Note that, aside from the calls in string_lookup(), the interface routines string_start(), string_append() and string_end() will probably only be called from the code in the lexical analyzer to recognize an identifier and to recognize a string. Furthermore, the code for these routines will typically be small. This suggests that these routines can be packaged as macros instead of as subroutines.

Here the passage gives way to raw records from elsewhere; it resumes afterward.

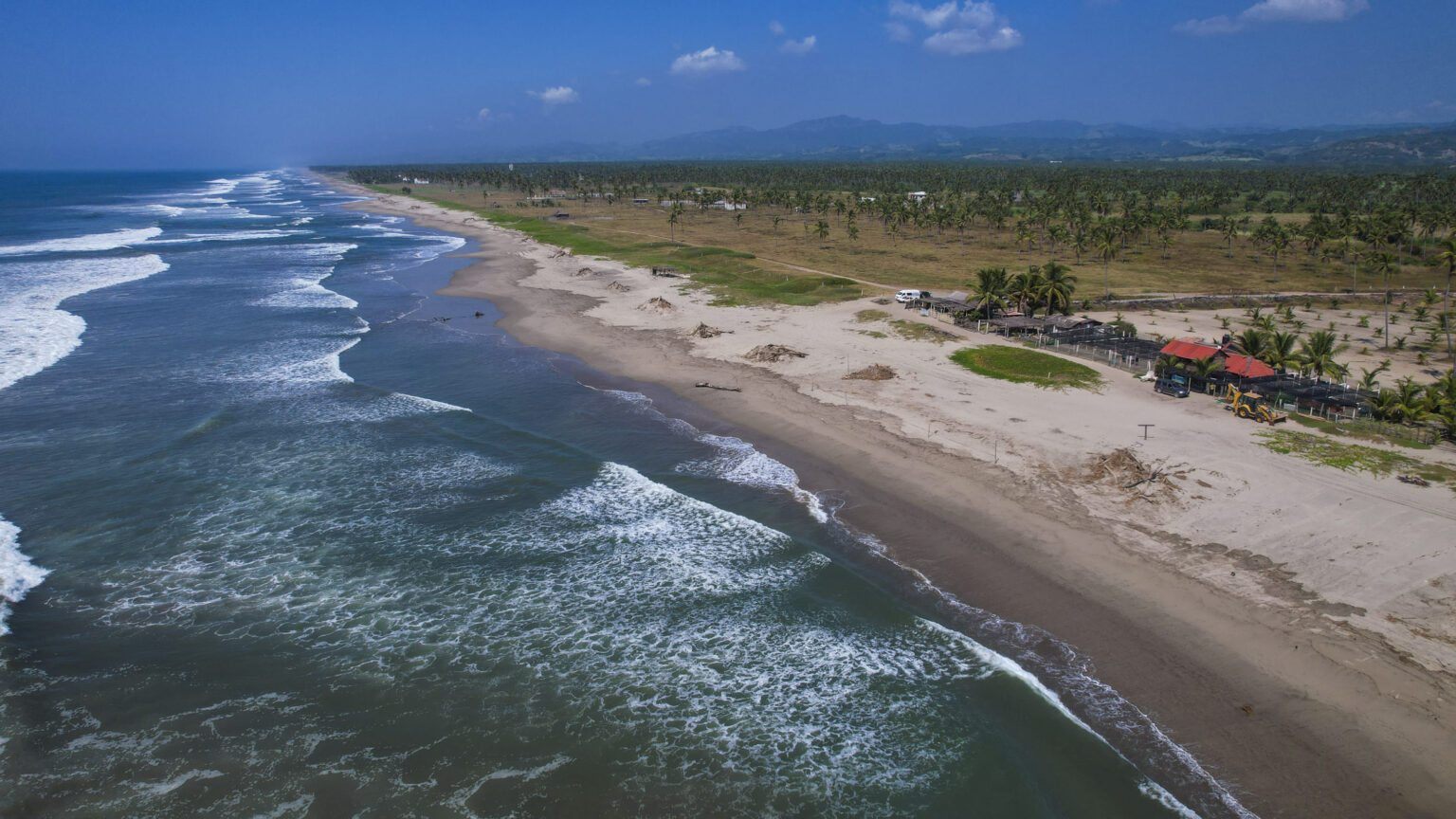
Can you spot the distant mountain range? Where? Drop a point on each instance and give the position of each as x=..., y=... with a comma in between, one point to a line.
x=846, y=138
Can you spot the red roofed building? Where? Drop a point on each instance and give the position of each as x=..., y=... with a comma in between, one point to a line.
x=1189, y=349
x=1246, y=366
x=1233, y=363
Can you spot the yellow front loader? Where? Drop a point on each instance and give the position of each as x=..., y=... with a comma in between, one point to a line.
x=1247, y=406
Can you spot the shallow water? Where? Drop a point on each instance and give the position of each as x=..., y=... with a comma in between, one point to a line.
x=279, y=541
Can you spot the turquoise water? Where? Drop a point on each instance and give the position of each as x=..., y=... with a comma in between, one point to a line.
x=280, y=541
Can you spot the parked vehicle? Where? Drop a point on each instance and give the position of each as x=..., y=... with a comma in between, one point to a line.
x=1247, y=406
x=1174, y=385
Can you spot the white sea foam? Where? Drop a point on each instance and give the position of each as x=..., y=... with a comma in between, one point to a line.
x=34, y=331
x=18, y=574
x=83, y=244
x=228, y=236
x=217, y=189
x=309, y=295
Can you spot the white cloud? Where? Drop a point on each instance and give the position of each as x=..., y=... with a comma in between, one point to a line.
x=798, y=46
x=706, y=62
x=1274, y=12
x=558, y=95
x=956, y=27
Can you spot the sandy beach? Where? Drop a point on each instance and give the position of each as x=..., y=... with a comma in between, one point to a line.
x=1292, y=626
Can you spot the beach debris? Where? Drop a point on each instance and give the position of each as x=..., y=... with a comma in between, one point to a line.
x=772, y=353
x=703, y=331
x=872, y=372
x=1123, y=469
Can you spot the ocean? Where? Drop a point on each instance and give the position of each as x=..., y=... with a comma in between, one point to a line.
x=285, y=534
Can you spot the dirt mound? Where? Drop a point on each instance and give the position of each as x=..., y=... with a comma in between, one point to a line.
x=703, y=331
x=872, y=372
x=1123, y=469
x=772, y=353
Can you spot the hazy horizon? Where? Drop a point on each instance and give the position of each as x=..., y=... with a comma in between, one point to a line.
x=98, y=86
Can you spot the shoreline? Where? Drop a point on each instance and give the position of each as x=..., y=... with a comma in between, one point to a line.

The way this is typically done in C and C++ is to use the #define mechanism of the preprocessor. Instead of header file entries like this:

void string_start();
void string_append( char ch );
string_handle string_end();

We might write something like this:

///////////////////////////////
// hash function parameters
#define __HASHX 15
#define __HASHY POOLSIZE
// note that HASHX must be relatively prime to HASHY

///////////////////////////////
// private variables of the string pool defined here only
// because the interface functions are macros

char __stringpool[ POOLSIZE ]; // the string pool
int  __poolpos; // the current end of the string pool
int  __newsym;  // the start of the new symbol being added to the pool

///////////////////////////////
// Interface functions converted to macros

#define string_start() {                                \
        __hash = 0;                                     \
        __newsym = __poolpos;                           \
}

void string_append( char ch ); {                        \
        __hash = ((__hash * __HASHX) + ch) % __HASHY;   \
        __stringpool[__poolpos] = ch;                   \
        __poolpos++;					\
}

string_handle string_end();

In C and C++, #define macros may extend over more than one line if the newlines in the macro body are prefixed by backslashes.

In C and C++, there is a convention -- merely a convention -- that identifiers used in a header file starting with a double underscore are private to the package and may not be used outside that package. Thus, even though every user of stringpool.h is given definitons for __stringpool, this may not be used except within the string pool package.

Users of the string pool need not know whether the string pool functions are functions or macros. In fact, the entire mechanism may be developed with conventional functions, and then, late in the process, they can be converted to macros to improve the performance of the compiler.